Maurice Magar / 2018 sera dominée par les législatives du 14 octobre. La campagne a d’ores et déjà débuté par le biais de duels politiques télévisés ou retransmis sur les ondes. Une chose est claire: le prétendant s’appelle Claude Wiseler. Il a commencé son travail de sape en faisant croire que la coalition n’avait plus de projet politique et que les divergences partisanes prenaient le dessus. Les partis de la majorité ne nient pas que ces différences seront accentuées pendant la campagne. Mais ce n’est pas pour autant qu’il faut perdre de vue le bilan de la coalition «gambienne». Des réformes sociétales menées au pas de course, un assainissement budgétaire sans pour autant imposer une politique d’austérité ou encore une réforme du financement des communes. Autant de changements que le CSV a peiné à mettre en place en trente ans de règne ininterrompu.

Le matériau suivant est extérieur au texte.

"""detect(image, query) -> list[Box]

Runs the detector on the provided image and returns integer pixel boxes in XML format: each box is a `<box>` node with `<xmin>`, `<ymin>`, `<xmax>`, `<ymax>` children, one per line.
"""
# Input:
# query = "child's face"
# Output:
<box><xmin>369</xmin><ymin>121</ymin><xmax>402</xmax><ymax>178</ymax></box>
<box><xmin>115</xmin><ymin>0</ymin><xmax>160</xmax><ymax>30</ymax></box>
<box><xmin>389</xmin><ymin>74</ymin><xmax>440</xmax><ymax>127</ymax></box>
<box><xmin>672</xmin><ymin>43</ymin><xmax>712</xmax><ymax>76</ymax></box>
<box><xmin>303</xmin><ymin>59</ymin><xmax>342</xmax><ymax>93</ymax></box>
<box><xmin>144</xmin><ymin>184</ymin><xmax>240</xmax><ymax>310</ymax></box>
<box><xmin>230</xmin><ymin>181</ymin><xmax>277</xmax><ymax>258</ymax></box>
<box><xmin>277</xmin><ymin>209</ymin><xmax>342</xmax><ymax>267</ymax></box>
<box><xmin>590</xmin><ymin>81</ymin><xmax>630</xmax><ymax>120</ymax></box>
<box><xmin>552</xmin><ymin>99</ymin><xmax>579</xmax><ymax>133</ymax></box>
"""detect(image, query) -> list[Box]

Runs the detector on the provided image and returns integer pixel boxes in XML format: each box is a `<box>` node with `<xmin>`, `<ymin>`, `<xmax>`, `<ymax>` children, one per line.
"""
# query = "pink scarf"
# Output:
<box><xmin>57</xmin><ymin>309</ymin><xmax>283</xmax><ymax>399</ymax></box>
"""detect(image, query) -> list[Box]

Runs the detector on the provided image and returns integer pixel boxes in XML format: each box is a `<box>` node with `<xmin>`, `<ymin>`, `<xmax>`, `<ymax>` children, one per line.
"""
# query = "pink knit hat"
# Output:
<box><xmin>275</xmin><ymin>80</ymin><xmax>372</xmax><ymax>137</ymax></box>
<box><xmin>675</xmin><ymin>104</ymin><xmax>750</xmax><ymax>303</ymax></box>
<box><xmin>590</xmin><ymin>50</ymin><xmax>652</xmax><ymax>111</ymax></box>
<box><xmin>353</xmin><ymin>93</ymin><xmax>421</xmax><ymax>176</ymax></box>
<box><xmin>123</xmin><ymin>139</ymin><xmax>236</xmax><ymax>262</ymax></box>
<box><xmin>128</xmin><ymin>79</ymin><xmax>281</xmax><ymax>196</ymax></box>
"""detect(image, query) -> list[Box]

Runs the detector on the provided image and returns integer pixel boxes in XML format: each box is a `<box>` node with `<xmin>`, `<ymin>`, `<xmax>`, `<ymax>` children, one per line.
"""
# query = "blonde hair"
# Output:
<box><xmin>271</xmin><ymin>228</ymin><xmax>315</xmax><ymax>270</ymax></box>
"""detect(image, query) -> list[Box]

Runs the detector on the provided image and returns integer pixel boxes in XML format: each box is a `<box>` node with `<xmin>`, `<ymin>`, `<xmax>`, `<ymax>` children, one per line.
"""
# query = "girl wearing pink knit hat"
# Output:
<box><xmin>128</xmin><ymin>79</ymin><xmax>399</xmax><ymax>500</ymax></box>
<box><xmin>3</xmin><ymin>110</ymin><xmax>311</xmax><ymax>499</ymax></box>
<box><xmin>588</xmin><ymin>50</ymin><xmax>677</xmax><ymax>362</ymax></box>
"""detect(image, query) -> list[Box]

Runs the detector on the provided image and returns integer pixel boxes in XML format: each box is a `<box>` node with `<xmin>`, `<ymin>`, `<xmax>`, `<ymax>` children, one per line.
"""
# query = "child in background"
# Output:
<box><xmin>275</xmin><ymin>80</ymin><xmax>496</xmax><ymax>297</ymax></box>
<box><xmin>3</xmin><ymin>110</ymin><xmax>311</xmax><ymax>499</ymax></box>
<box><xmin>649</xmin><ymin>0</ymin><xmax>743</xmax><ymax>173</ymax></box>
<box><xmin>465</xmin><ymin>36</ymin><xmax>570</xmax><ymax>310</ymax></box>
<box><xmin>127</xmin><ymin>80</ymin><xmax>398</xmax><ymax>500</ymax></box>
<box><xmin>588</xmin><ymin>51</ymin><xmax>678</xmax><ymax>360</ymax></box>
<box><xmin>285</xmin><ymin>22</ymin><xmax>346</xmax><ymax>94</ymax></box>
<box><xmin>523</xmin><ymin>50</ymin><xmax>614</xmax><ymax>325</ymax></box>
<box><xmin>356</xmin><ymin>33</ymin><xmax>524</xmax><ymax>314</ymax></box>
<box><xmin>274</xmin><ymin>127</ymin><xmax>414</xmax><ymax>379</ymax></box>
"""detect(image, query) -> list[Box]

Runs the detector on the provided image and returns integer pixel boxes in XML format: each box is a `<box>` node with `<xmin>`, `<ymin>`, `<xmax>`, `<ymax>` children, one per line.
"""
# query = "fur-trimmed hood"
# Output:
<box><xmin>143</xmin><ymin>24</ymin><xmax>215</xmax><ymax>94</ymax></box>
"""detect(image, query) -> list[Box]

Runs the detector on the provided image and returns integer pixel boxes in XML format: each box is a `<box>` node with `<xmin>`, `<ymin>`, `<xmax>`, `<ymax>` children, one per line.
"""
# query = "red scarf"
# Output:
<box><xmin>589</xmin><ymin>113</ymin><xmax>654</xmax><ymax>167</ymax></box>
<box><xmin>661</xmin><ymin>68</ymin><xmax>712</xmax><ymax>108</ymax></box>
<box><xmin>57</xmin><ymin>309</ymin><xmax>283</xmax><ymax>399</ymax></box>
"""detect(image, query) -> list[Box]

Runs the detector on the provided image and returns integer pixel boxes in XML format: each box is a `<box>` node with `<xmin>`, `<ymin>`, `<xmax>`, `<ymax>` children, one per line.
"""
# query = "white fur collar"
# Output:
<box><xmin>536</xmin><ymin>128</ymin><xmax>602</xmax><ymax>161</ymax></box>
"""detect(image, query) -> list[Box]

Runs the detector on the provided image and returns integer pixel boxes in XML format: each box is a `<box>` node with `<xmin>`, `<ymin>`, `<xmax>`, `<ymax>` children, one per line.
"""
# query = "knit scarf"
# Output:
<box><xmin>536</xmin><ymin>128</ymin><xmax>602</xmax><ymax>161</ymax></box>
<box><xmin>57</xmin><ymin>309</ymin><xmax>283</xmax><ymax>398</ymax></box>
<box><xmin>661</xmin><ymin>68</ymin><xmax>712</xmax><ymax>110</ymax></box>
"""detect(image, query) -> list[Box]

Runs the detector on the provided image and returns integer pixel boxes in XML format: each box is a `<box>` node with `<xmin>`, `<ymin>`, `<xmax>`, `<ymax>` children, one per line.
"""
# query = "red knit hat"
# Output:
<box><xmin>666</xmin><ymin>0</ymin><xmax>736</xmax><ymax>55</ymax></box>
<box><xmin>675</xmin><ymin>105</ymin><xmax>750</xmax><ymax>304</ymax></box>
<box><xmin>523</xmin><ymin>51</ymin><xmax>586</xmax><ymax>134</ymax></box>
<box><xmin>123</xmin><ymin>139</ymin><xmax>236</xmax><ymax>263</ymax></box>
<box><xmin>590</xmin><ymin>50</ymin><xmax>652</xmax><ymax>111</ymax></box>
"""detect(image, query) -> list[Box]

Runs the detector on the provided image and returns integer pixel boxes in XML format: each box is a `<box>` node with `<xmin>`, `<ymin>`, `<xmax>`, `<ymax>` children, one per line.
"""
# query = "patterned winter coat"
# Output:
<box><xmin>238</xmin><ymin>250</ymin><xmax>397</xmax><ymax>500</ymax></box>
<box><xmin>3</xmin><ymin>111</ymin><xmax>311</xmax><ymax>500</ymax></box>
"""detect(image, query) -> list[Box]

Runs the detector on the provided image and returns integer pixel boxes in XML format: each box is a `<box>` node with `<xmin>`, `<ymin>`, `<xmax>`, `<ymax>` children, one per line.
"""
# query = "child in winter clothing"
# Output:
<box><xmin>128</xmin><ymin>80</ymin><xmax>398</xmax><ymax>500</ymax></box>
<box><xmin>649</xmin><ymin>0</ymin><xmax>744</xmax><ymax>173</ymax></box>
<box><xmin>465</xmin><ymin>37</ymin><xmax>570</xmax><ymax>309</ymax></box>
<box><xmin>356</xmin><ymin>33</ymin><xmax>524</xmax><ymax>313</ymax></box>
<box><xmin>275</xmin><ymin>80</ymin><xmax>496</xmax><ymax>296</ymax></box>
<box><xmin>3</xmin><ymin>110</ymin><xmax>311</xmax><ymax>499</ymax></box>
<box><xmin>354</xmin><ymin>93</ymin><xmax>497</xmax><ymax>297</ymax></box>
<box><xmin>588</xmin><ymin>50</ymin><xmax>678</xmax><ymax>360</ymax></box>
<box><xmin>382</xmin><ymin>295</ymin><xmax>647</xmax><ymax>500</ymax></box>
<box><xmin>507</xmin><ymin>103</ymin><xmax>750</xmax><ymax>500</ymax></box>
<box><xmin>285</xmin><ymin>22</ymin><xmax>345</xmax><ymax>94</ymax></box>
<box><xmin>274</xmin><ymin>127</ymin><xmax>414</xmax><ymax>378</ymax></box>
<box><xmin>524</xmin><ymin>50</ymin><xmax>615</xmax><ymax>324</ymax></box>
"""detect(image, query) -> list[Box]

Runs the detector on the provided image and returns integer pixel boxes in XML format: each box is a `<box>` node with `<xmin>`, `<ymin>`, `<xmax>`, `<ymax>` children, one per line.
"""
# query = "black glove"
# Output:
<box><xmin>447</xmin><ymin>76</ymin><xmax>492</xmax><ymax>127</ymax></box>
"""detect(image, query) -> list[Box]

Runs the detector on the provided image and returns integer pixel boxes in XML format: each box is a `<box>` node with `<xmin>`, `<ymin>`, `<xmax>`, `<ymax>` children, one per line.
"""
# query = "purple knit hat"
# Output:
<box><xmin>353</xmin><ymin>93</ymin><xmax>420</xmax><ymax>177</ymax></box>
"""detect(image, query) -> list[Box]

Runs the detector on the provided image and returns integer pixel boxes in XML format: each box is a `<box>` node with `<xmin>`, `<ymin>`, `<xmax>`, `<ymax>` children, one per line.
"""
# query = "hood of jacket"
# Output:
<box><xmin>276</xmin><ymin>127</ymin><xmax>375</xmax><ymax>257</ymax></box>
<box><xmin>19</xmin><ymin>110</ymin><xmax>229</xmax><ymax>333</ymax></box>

Claude Wiseler aura des efforts d’explication à faire, en particulier en ce qui concerne le rôle des chrétiens-sociaux dans l’opposition. Car en quatre ans, ils ont eu du mal à s’y faire. S’y ajoute qu’ils ont soutenu la plupart des projets gouvernementaux. Les partis de la coalition devront, quant à eux, mieux communiquer sur ce qu’ils ont réussi à mettre en place. Car, pour l’instant, les sondages sont formels: le CSV sera incontournable à l’issue du scrutin. Comment les trois partis aux manettes peuvent-ils infléchir ce que d’aucuns appellent l’instinct conservateur des électeurs luxembourgeois? Ils ont dix mois pour résoudre l’équation et mener à bien les nombreux chantiers initiés ces quatre dernières années.